The heart is a muscular organ. It has four chambers and one valve per chamber to ensure that the blood keeps pumping in the correct direction. The circulation makes a “figure of 8” path delivering oxygen to the body and then replenishing the oxygen in the lungs:
The left side of the heart
The “left” side of the heart pumps the blood full of oxygen to the other organs and tissues.
The blood, replenished with oxygen from the lungs, returns to the collecting chamber the left atrium.
The blood then passes into the left ventricle through the mitral valve to the main pumping chamber, the left ventricle.
The blood is forcefully pumped out of the left ventricle into the main artery of the body called the “Aorta”, through the aortic valve.
The blood then passes down the arteries to the periphery as a “pulse”.
The right side of the heart
Once the blood has delivered the oxygen to the tissues of the body, the blood appears “bluer”. It returns slowly back the heart in the sluggish veins.
When the venous blood returns to the heart it arrives in the collecting chamber of the “right” side, the right atrium.

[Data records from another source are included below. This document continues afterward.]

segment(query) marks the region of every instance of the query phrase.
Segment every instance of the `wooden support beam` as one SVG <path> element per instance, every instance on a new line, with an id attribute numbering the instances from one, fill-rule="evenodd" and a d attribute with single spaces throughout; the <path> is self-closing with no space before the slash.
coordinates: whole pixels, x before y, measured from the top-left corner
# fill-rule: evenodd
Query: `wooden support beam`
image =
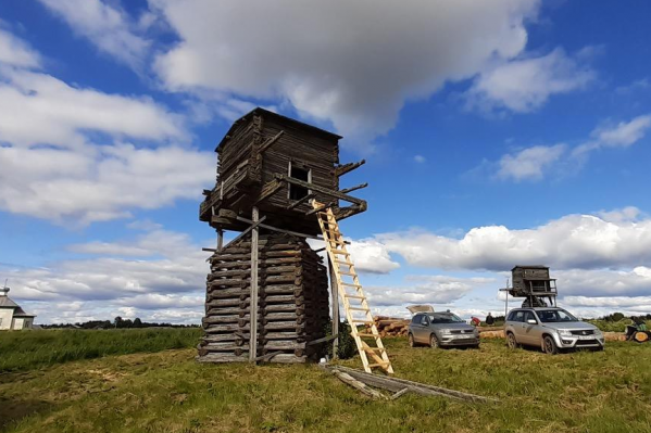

From there it passes through the tricuspid valve into the main pumping chamber of the right side, the right ventricle.
The right ventricle pumps the blood to the lungs through the pulmonary valve to the lungs where the blood is once again replenished with oxygen ready to do the trip again.
How much blood does the heart pump?
The heart at rest pumps approximately 70ml of blood per heartbeat, 72 beats per minute.
That gives a total of 5 litres of blood per minute through each chamber and each valve!